TABLE 1 specific primers and Taqman probes
A fourth aspect of the present application provides a digital PCR-based noninvasive prenatal detection method for fetal trisomy 21 syndrome, comprising the steps of:
(1) obtaining free DNA from the peripheral blood of a pregnant woman to be detected as genome DNA to be detected;
(2) selecting a detection site of human chromosome 21, and designing a specific primer and a Taqman probe for amplifying and detecting a target chromosome; selecting detection sites of human chromosomes 8 and 2, and respectively designing specific primers and Taqman probes for amplifying and detecting reference chromosomes; wherein, the nucleotide sequences of the specific primer and the Taqman probe for amplifying and detecting the target chromosome are shown as SEQ ID NO: 1 to SEQ ID NO: 18 is shown in the figure; the nucleotide sequences of the specific primers and the Taqman probe for amplifying and detecting the reference chromosome are shown as SEQ ID NO: 19 to SEQ ID NO: 30 is shown in the figure;
(3) preparing a digital PCR amplification reaction system, taking the to-be-detected genome DNA in the step (1) as a template, and performing digital PCR amplification and detection by using the specific primer and the Taqman probe in the step (2);
(4) respectively obtaining the copy number a of the chromosome 21 of the sample to be detected according to the fluorescent signals of the digital PCR21And the copy number b of the reference chromosome; wherein the copy number b of the reference chromosome is the copy number b of the No. 2 chromosome of the sample to be detected2And copy number b of chromosome 88Average value of (d);
(5) calculating the copy number a of chromosome 21 of the sample to be detected21Y is the percentage of the copy number b of the reference chromosome of the sample21;
(6) Calculating the Z-score of No. 21 of the sample to be tested:
wherein, y0The average of the copy number a21 of chromosome 21 of a trisomy syndrome negative sample as a percentage of the copy number b of a reference chromosome of the sample; sigmayStandard deviation of copy number a21 of chromosome 21 as a percentage of copy number b of the reference chromosome of the sample, which is a negative sample for trisomy syndrome;
(7) and judging whether the number of the chromosome 21 of the sample to be detected is abnormal or not according to the Z-score value of the chromosome 21 of the sample to be detected.

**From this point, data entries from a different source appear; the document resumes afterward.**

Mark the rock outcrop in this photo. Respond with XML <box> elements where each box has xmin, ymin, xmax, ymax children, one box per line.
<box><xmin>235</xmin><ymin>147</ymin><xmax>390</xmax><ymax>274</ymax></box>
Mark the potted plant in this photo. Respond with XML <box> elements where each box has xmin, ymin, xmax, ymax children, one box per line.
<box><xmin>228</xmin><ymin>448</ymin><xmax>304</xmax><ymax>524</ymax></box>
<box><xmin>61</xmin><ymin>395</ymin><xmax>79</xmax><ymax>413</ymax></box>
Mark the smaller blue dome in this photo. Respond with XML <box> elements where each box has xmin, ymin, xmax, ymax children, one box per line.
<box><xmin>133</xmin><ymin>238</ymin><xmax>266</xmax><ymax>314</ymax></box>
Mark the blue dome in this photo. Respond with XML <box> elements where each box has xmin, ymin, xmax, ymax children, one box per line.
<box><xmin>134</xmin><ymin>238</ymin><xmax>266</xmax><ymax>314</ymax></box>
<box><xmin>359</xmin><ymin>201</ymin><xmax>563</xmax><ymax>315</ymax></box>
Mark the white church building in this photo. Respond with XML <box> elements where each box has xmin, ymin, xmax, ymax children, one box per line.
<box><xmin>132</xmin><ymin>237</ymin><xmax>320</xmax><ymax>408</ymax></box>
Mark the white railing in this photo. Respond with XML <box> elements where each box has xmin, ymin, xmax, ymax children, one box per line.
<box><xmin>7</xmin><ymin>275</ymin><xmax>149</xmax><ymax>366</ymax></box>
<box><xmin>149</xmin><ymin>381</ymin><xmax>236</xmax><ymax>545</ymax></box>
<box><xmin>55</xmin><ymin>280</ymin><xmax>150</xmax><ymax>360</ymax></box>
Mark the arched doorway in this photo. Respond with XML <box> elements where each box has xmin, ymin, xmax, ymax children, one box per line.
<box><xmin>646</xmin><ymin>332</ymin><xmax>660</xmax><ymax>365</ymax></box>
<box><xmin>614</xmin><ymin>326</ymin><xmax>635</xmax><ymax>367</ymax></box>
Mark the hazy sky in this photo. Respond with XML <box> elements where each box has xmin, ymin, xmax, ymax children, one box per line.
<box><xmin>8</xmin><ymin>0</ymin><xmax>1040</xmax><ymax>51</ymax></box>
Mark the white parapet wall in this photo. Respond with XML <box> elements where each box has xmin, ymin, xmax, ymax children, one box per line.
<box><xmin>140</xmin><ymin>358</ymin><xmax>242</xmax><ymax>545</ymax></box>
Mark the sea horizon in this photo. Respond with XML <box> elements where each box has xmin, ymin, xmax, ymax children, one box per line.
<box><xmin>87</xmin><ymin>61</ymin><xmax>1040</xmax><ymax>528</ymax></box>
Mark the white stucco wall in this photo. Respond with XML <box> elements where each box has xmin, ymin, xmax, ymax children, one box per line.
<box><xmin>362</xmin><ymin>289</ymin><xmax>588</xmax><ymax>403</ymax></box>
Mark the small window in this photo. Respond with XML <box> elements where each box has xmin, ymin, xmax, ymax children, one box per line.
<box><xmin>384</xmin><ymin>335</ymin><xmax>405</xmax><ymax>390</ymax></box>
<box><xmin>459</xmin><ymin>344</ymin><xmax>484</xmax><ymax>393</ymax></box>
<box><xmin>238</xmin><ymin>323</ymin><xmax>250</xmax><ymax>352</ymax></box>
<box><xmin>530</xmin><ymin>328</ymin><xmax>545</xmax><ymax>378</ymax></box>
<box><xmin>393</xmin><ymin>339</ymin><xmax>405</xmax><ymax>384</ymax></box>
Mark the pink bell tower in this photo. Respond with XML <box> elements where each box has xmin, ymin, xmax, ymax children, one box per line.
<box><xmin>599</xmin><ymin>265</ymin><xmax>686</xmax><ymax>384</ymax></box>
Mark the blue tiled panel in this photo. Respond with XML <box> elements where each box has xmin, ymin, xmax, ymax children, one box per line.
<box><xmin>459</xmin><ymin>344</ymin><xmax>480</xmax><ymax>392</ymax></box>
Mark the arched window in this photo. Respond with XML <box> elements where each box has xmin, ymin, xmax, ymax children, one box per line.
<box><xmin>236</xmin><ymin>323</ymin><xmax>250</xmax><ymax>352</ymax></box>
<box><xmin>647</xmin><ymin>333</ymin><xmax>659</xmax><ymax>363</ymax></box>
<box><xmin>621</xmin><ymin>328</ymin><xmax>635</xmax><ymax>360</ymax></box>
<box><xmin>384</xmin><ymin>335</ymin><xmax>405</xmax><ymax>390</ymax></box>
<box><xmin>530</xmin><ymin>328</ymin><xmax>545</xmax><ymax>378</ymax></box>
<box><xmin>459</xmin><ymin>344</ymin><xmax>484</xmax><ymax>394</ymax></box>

Preferably, in the detection method provided in the embodiments of the present application, (Z-score)21When the number is less than or equal to 1.96, the number of the No. 21 chromosome of the sample to be detected is normal; when 1.96 < (Z-score)21When the detection time is less than or equal to 3, re-detecting; when (Z-score)21>And 3, indicating that the number of the 21 chromosome in the sample to be detected is abnormal.
Preferably, in the detection method provided in the embodiments of the present application, the Taqman probe designed based on the detection site of human chromosome 21 is labeled with FAM, HEX or ROX; marking a Taqman probe designed according to the detection site of the human chromosome 8 by CY 5; a Taqman probe designed according to the detection site of human chromosome 2 is marked by Alexa Fluor 700.

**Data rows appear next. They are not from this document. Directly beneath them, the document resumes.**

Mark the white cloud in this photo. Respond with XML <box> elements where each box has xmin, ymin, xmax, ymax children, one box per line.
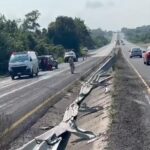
<box><xmin>86</xmin><ymin>1</ymin><xmax>103</xmax><ymax>9</ymax></box>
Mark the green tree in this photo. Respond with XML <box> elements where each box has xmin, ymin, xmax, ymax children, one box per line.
<box><xmin>23</xmin><ymin>10</ymin><xmax>40</xmax><ymax>31</ymax></box>
<box><xmin>48</xmin><ymin>16</ymin><xmax>80</xmax><ymax>53</ymax></box>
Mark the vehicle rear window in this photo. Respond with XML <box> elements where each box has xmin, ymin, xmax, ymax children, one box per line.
<box><xmin>10</xmin><ymin>54</ymin><xmax>29</xmax><ymax>63</ymax></box>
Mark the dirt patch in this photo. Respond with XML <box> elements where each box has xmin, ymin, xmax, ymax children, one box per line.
<box><xmin>6</xmin><ymin>83</ymin><xmax>81</xmax><ymax>150</ymax></box>
<box><xmin>106</xmin><ymin>49</ymin><xmax>150</xmax><ymax>150</ymax></box>
<box><xmin>66</xmin><ymin>78</ymin><xmax>112</xmax><ymax>150</ymax></box>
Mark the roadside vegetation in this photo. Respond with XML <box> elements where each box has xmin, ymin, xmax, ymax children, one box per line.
<box><xmin>0</xmin><ymin>10</ymin><xmax>109</xmax><ymax>74</ymax></box>
<box><xmin>122</xmin><ymin>25</ymin><xmax>150</xmax><ymax>43</ymax></box>
<box><xmin>107</xmin><ymin>51</ymin><xmax>150</xmax><ymax>150</ymax></box>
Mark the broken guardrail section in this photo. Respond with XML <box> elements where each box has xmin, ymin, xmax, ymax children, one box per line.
<box><xmin>18</xmin><ymin>50</ymin><xmax>116</xmax><ymax>150</ymax></box>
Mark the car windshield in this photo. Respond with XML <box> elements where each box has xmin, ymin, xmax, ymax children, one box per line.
<box><xmin>10</xmin><ymin>54</ymin><xmax>29</xmax><ymax>63</ymax></box>
<box><xmin>132</xmin><ymin>48</ymin><xmax>141</xmax><ymax>52</ymax></box>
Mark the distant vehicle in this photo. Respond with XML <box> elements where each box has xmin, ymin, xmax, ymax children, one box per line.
<box><xmin>130</xmin><ymin>47</ymin><xmax>142</xmax><ymax>58</ymax></box>
<box><xmin>64</xmin><ymin>51</ymin><xmax>78</xmax><ymax>62</ymax></box>
<box><xmin>143</xmin><ymin>50</ymin><xmax>150</xmax><ymax>65</ymax></box>
<box><xmin>38</xmin><ymin>55</ymin><xmax>58</xmax><ymax>71</ymax></box>
<box><xmin>8</xmin><ymin>51</ymin><xmax>39</xmax><ymax>80</ymax></box>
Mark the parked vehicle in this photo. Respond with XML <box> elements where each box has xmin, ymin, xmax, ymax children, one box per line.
<box><xmin>38</xmin><ymin>55</ymin><xmax>58</xmax><ymax>71</ymax></box>
<box><xmin>130</xmin><ymin>47</ymin><xmax>142</xmax><ymax>58</ymax></box>
<box><xmin>143</xmin><ymin>50</ymin><xmax>150</xmax><ymax>65</ymax></box>
<box><xmin>8</xmin><ymin>51</ymin><xmax>39</xmax><ymax>80</ymax></box>
<box><xmin>64</xmin><ymin>51</ymin><xmax>78</xmax><ymax>62</ymax></box>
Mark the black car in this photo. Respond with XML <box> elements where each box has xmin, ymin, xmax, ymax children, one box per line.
<box><xmin>38</xmin><ymin>55</ymin><xmax>58</xmax><ymax>71</ymax></box>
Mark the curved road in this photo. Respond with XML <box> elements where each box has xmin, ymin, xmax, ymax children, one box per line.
<box><xmin>0</xmin><ymin>34</ymin><xmax>117</xmax><ymax>130</ymax></box>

Preferably, in the detection method provided by the embodiment of the present application, the system of the digital PCR amplification reaction is composed of: 10 × dPCR Buffer: 3.5 mu L; enzyme: 1.0 μ L; primers and probes: 2.8 mu L; detecting the template: 1.0-17.5 muL; total volume: supplementing 30-35 μ L with ribozyme-free water.
Preferably, in the detection method provided in the embodiments of the present application, the procedure of the digital PCR amplification reaction is: 50 ℃ C: 10 minutes and 1 cycle; 90 ℃ C: 10 minutes and 1 cycle; 95 ℃: 20 seconds, 59 ℃: 40s, 45 cycles; keeping at 25 ℃.

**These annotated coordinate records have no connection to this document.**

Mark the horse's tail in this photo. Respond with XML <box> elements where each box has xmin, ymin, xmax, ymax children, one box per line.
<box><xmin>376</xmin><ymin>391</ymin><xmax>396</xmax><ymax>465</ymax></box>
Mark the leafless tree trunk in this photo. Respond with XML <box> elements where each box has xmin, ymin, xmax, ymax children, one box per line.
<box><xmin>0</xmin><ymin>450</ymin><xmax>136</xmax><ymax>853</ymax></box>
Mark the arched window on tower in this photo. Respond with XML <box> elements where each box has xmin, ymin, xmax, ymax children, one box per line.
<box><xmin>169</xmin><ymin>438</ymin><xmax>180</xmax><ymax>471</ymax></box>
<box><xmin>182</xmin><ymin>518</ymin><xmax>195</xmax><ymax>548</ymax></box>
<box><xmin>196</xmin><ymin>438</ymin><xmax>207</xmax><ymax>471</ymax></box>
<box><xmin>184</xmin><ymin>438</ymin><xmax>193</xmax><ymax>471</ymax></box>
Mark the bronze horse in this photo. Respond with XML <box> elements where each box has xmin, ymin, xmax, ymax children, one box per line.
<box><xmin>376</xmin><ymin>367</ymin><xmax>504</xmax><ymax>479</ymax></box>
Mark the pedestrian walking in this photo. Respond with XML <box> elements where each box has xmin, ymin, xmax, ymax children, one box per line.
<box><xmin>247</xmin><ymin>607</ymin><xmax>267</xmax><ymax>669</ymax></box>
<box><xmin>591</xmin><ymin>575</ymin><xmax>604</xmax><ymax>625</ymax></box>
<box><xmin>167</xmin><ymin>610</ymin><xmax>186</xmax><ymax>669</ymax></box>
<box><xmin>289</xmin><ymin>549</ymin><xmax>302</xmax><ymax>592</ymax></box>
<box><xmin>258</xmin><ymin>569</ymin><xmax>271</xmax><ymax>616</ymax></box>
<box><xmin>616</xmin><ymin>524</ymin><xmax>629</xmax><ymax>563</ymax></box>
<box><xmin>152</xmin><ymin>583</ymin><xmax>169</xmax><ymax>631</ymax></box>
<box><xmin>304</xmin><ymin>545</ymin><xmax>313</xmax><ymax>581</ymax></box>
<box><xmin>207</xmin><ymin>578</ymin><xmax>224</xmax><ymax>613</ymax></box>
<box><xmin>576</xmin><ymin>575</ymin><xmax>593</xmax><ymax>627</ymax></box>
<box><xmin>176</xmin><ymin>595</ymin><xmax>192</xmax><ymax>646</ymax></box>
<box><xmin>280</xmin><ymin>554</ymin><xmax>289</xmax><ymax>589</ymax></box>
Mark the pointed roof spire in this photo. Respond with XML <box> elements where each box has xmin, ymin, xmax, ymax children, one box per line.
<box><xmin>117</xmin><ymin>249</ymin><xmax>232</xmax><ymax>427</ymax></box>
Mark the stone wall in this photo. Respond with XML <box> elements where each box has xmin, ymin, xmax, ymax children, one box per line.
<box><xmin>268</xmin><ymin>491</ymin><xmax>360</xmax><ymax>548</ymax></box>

Compared with the prior art, the invention provides a digital PCR-based noninvasive prenatal screening method and a kit for 21-trisomy syndrome. According to the invention, an amplification primer and a taqman probe are designed according to a gene sequence of chromosome 21, and a target gene is detected; meanwhile, an amplification primer and a taqman probe are designed according to the gene sequences of the No. 2 and No. 8 chromosome genes, and a reference gene is detected. The length of maternal episomal DNA in plasma is about 166bp, the length of fetal episomal DNA is about 146bp, the invention designs 6 detection sites on a target chromosome, and designs 2 detection sites on a reference chromosome, thus the design can improve the detection accuracy. The main standard of screening the detection sites is sequence conservation without repeated sequences, and the interval of the detection sites is more than 500 bp.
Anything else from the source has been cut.